Pronto, el avión adquirió velocidad de crucero y se superpuso
a un enorme mar de nieblas. Volábamos por encima de ellas, como en el
territorio de los cielos, lejos de la tierra y en el silencio de las alturas. Si
en la ida pensé que el mejor homenaje a mis ilusiones por la cultura clásica
griega era la lectura de un texto de Platón en el cielo, ahora me dejé llevar
por algo mucho más mostrenco y grosero: un libro de crucigramas ocupó el tiempo
y me ocupó en buena parte del trayecto. A ratos, si la niebla, casi
interminable, me lo permitía, dejaba que la mirada descendiera desde la ventana
hasta las aguas del Mediterráneo, hasta las olas que lo surcan desde Algeciras
a Estambul, y en él me recreaba haciendo concentración a ráfagas de espacios y
de tiempos. Cuando sentí el paso por el sur de Italia, no pude por menos que
unir y tejer los dos mundos clásicos, el de Grecia y el de Roma, padres ambos
de la cultura en la que el tiempo me ha permitido vivir este pequeño relámpago
de la Historia y de mi historia. Y no me sentí desafortunado.

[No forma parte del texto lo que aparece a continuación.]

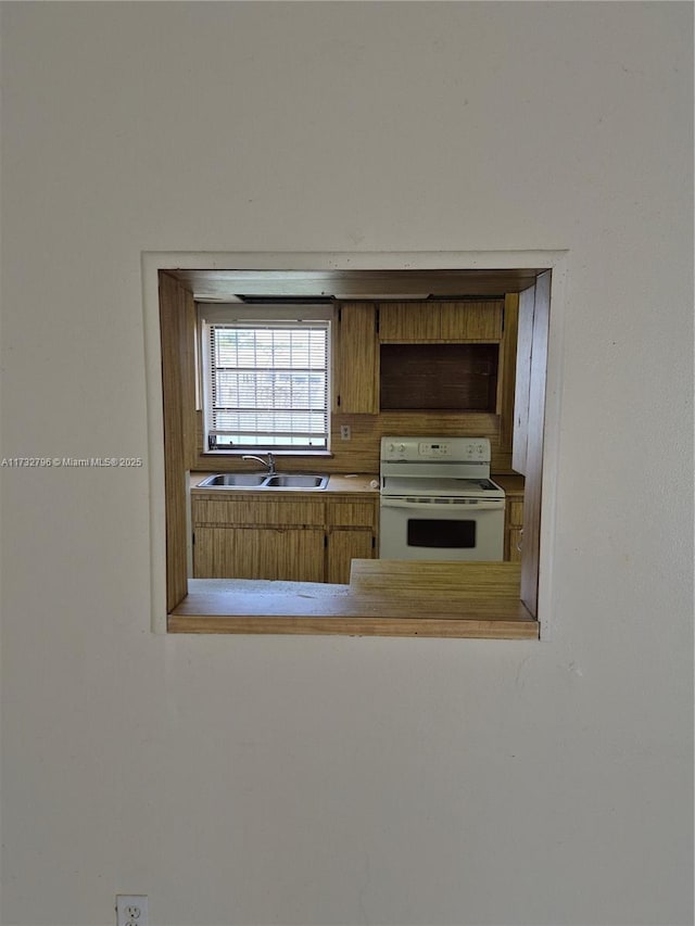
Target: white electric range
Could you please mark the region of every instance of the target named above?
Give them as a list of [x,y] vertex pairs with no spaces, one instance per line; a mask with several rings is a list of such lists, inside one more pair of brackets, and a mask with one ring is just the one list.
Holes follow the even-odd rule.
[[382,437],[381,559],[504,558],[504,490],[486,437]]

Cuando mediaba la tarde, aterrizamos en Madrid, en el amplio
y moderno aeropuerto de Barajas. Maletas, taxi, atascos y llegada a casa de mi
hermana. Pequeño descanso, corto paseo, cena y descanso. La misma hospitalidad
de siempre en casa de Fide y Pedro, el mismo cariño. Siempre gracias y un beso
muy fuerte. Así da gusto terminar un viaje. El día siguiente nos esperaba aún
el trayecto hasta casa.
La maleta de las sensaciones llegaba repleta, también la de
las fotografías y la de las anécdotas. Hay que darle tiempo a la descompresión
antes de volver a todo ello. El fin del viaje solo se producirá cuando la
imaginación ya no llame a lo vivido durante estos días. Creo que eso no se
producirá muy pronto. El almacén queda en tiempo muerto, esperando volver al
recuerdo y a tomar vitalidad en cualquier ocasión y momento. Hasta otra.